All of these factors, ranging from technological innovation to cultural psychology, coalesced around 1895. In America, that is when the comic strip, the motion picture, and the animated cartoon, each assumed its definitive, if early, forms. And Fantasy was to underpin the expressions of each, with determination about a decade subsequent. . .

If the Sunday Funnies were the recreational narcotics of the American family each week, Fantasy strips were the entry drugs. So this book is not just an anthology of great comic strips, many of them unjustly neglected through the years, but also a window into a compelling moment in history whose cultural preoccupations – and diversions – tell us something about American society.

From Perchance to Dream by Rick Marschall

We have comics from the art form's most fertile period, its first couple of decades.
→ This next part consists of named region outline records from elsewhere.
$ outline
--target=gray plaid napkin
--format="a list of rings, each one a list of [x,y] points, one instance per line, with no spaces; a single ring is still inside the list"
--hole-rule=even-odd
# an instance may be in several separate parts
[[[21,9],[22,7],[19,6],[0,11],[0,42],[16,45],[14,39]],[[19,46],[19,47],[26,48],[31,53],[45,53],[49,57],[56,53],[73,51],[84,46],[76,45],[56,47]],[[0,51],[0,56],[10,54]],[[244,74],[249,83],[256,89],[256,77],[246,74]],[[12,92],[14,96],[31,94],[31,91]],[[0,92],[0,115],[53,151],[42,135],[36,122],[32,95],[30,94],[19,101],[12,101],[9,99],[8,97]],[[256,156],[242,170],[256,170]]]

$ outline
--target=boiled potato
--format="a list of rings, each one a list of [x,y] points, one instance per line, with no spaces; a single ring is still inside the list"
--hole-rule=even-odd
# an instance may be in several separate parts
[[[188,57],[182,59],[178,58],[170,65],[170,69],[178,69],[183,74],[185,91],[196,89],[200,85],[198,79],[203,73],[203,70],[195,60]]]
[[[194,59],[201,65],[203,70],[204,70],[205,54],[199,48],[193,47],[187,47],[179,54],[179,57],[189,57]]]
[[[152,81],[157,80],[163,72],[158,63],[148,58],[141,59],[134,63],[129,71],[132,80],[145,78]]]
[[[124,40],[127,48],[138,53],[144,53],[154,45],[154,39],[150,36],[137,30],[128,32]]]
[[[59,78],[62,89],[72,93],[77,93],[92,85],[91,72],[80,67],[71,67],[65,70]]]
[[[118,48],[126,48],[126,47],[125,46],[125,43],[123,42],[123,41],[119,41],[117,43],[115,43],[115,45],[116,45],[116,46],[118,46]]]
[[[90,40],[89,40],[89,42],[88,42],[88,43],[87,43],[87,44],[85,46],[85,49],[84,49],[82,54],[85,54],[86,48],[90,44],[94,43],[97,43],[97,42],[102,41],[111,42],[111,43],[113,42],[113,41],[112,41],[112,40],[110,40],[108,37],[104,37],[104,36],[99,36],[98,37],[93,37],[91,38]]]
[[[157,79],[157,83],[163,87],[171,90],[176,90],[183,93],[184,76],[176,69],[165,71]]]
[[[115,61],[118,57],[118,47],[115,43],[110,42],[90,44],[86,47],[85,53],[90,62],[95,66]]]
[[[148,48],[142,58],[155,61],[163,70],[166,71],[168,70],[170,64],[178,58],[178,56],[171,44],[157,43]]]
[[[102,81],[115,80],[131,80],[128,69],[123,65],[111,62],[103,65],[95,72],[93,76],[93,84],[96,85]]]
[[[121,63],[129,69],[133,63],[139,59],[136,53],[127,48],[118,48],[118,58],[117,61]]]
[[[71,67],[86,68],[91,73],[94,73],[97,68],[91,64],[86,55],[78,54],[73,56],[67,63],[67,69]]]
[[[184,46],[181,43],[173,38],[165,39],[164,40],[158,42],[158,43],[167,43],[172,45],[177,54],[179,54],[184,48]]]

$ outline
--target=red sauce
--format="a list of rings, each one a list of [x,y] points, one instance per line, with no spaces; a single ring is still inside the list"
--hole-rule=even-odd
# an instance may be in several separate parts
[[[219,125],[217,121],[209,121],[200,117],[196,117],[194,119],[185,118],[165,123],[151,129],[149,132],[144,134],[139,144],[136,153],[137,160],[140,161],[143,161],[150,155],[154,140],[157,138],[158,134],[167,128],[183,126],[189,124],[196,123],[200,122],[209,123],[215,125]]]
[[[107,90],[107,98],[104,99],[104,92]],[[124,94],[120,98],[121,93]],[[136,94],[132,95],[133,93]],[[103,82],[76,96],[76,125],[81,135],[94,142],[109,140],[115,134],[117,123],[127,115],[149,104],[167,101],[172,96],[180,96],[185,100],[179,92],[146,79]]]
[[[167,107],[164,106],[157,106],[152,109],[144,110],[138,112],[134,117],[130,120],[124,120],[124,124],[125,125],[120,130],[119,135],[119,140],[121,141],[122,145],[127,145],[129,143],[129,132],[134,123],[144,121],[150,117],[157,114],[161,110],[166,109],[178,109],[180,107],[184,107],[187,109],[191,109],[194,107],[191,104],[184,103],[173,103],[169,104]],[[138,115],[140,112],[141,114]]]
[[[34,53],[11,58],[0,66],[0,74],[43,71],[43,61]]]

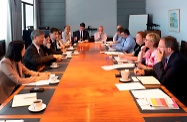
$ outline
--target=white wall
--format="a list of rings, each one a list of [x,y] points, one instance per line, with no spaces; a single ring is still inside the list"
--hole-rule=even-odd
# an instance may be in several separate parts
[[[180,32],[168,29],[168,11],[180,9]],[[147,0],[146,13],[152,15],[153,23],[160,25],[161,36],[171,35],[187,41],[187,0]]]
[[[117,2],[116,0],[66,0],[65,18],[72,32],[78,30],[80,23],[84,22],[86,28],[103,25],[107,35],[113,36],[117,26]]]

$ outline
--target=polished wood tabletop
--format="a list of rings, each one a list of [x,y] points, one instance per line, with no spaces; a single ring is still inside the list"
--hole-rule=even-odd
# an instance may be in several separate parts
[[[119,91],[115,86],[119,83],[115,77],[119,71],[101,68],[113,64],[105,54],[100,54],[101,44],[82,43],[77,50],[80,54],[72,57],[45,112],[22,117],[39,117],[41,122],[144,122],[143,117],[187,116],[187,113],[140,113],[130,92]],[[162,89],[174,97],[164,86]]]

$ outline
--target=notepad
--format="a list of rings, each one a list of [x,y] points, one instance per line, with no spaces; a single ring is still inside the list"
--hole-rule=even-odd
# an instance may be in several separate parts
[[[142,110],[179,109],[175,100],[161,89],[132,90],[131,92]]]
[[[101,66],[101,68],[104,70],[113,70],[113,69],[118,69],[118,68],[133,68],[134,66],[135,64],[133,63],[125,63],[125,64],[114,64],[114,65]]]
[[[115,85],[119,91],[132,90],[132,89],[145,89],[145,87],[139,82],[120,83]]]
[[[105,51],[105,54],[107,55],[119,55],[119,54],[123,54],[122,52],[108,52],[108,51]]]
[[[25,93],[14,95],[12,107],[31,105],[37,99],[36,93]]]
[[[0,122],[24,122],[24,120],[0,120]]]
[[[117,62],[128,62],[126,59],[120,59],[119,57],[115,56],[114,59],[117,61]]]
[[[179,106],[175,102],[174,98],[148,98],[149,103],[153,107],[163,107],[163,108],[174,108],[179,109]]]
[[[142,82],[144,85],[160,85],[160,82],[153,76],[137,76],[137,78]]]

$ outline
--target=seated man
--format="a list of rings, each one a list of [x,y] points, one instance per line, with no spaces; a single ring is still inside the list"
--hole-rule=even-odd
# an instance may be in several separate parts
[[[70,46],[72,41],[71,41],[71,29],[69,25],[66,25],[64,28],[64,31],[62,32],[62,40],[64,45]]]
[[[114,44],[121,43],[121,41],[122,41],[122,37],[121,37],[121,33],[120,33],[121,28],[122,28],[121,25],[117,26],[117,31],[116,31],[115,35],[113,36],[113,43]]]
[[[41,30],[34,30],[31,33],[32,44],[27,48],[23,62],[25,66],[34,71],[41,71],[46,65],[52,62],[61,61],[62,55],[47,55],[41,45],[43,45],[45,33]]]
[[[88,31],[85,30],[85,24],[84,23],[81,23],[80,24],[80,29],[73,33],[73,40],[74,40],[74,42],[78,42],[78,41],[88,42],[89,41],[89,33],[88,33]]]
[[[187,60],[179,52],[176,38],[166,36],[160,39],[153,69],[134,69],[137,75],[154,75],[181,102],[185,102]]]
[[[136,42],[134,38],[130,35],[128,29],[121,30],[122,41],[119,44],[113,44],[112,47],[117,51],[122,51],[125,53],[132,53],[134,51],[134,47],[136,46]]]
[[[106,43],[107,34],[104,32],[103,26],[98,27],[98,31],[94,34],[95,42],[103,42]]]

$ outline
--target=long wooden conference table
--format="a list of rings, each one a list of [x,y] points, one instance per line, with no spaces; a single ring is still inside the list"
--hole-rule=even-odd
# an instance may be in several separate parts
[[[105,54],[100,54],[101,45],[82,43],[77,46],[79,55],[74,55],[55,89],[43,113],[0,115],[0,118],[39,118],[41,122],[144,122],[145,117],[181,117],[187,116],[187,108],[178,101],[164,86],[161,88],[174,97],[184,112],[177,113],[141,113],[129,91],[119,91],[115,86],[119,78],[118,70],[104,71],[101,66],[113,64]],[[0,109],[6,107],[15,94],[23,89],[21,86]]]

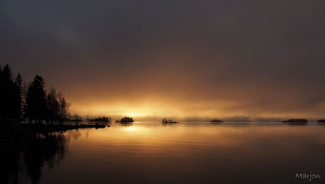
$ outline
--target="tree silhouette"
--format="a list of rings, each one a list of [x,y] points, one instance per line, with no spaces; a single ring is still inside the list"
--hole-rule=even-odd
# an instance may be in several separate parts
[[[34,120],[36,123],[41,123],[47,116],[45,85],[44,79],[41,76],[35,75],[33,81],[28,86],[26,114],[30,122]]]
[[[13,98],[13,116],[16,122],[20,122],[23,112],[23,78],[20,74],[18,74],[15,80],[15,95]]]
[[[69,104],[64,96],[53,87],[47,93],[45,85],[44,79],[35,75],[27,87],[20,74],[13,81],[9,66],[0,66],[0,123],[67,121]]]
[[[11,122],[15,119],[17,90],[12,80],[11,69],[8,65],[0,68],[0,121],[1,122]]]

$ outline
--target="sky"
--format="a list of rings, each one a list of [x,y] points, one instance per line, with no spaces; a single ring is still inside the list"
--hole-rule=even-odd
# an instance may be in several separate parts
[[[325,118],[324,1],[0,0],[0,64],[71,114]]]

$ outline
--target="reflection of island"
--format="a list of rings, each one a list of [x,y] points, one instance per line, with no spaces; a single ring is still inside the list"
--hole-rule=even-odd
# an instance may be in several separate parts
[[[16,127],[1,127],[0,130],[3,141],[0,183],[21,183],[19,180],[22,174],[28,176],[32,183],[37,183],[44,166],[59,165],[67,152],[69,137],[58,132],[34,133]],[[76,130],[71,131],[73,133]]]
[[[213,119],[213,120],[210,121],[210,122],[212,122],[212,123],[223,123],[223,121],[220,120],[220,119]]]
[[[302,118],[291,118],[285,121],[283,121],[283,123],[308,123],[308,121],[307,119],[302,119]]]
[[[162,120],[162,123],[178,123],[179,122],[172,120],[172,119],[167,119],[167,118],[163,118]]]

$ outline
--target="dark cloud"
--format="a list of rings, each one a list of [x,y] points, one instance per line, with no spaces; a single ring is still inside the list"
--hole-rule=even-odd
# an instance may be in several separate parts
[[[206,116],[324,116],[324,8],[3,0],[0,62],[25,79],[43,75],[76,105],[150,98]]]

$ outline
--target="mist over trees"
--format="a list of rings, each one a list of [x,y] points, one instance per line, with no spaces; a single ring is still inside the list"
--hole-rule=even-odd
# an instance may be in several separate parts
[[[53,87],[35,75],[26,85],[20,74],[13,79],[8,65],[0,66],[0,122],[54,123],[68,120],[69,104]]]

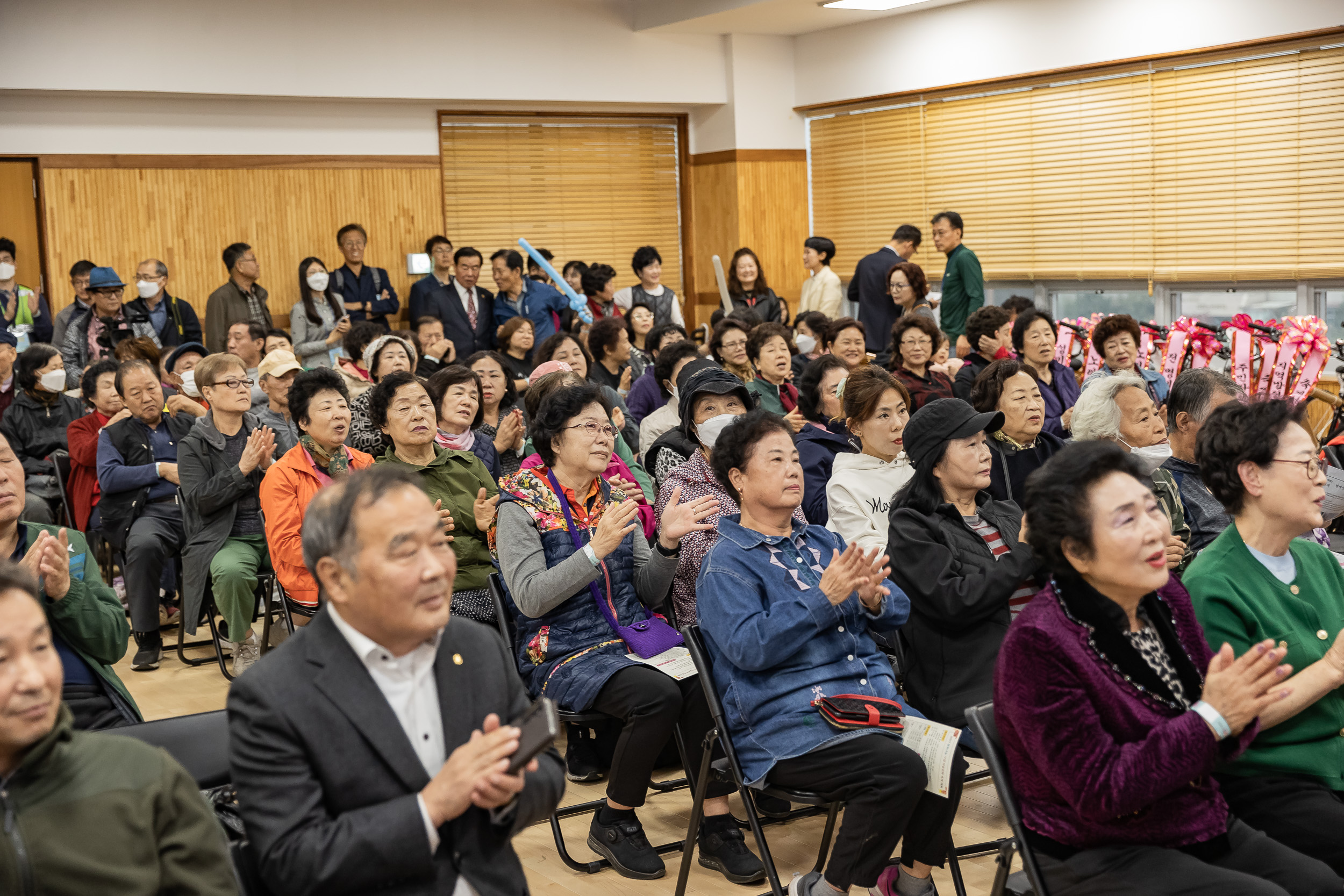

Over here, we have the large number of strips with Fantasy themes. They are divided into subtly distinct categories: humorous adventures, fairy tales, children's whimsy and nursery rhymes, talking animals, sprites and mythical creatures, nonsense. And then, over there, a category of strips that seems to dwarf everything else in number. The Dream Strips. . .

The possibility seems thin that Freud and the nascent field of psychology that grappled with dream theory and the interpretation of dreams was known to professional cartoonists of the time. We can rather assume that editors and artists, when Fantasy was suggested as a theme, were attracted to the unrestricted world of dreams; formality was irrelevant and the creative juices could flow. It was a temptation hard to resist. In the pioneer days of the comic strip and their home, the Sunday color newspaper supplements, virtually everything was unrestricted. . .

Dream-premises offered the greatest thematic and artistic freedom, but realization of character and narrative was relatively restrictive in this genre. This seeming anomaly is explained by the exigencies of the comic-strip format – which was at once liberating and demanding. Later strips in, say, the adventure, crime, or detective genres, could leave story-elements to the readers' imaginations: they had to, in many cases. In dream strips, to leave story elements unexplained, or mysterious, or deeply unknown, is to compromise the integrity of the function of most narratives.

Dreams are fragments, and seldom have internal logics, or at least coherent narrative thrusts. A commercial comic strip, however, clearly has a beginning, and must have an ending, even a cliffhanger. Further, the reader is in the unique position of being the audience – dream voyeurs we can consider ourselves – but also totally seeing everything the dreamer sees. This can be a pixilated ambiguity pregnant with nuance, carried to the extreme in Barnaby and Calvin and Hobbes, when readers are never quite sure if we view "reality" or the protagonists' fantasies.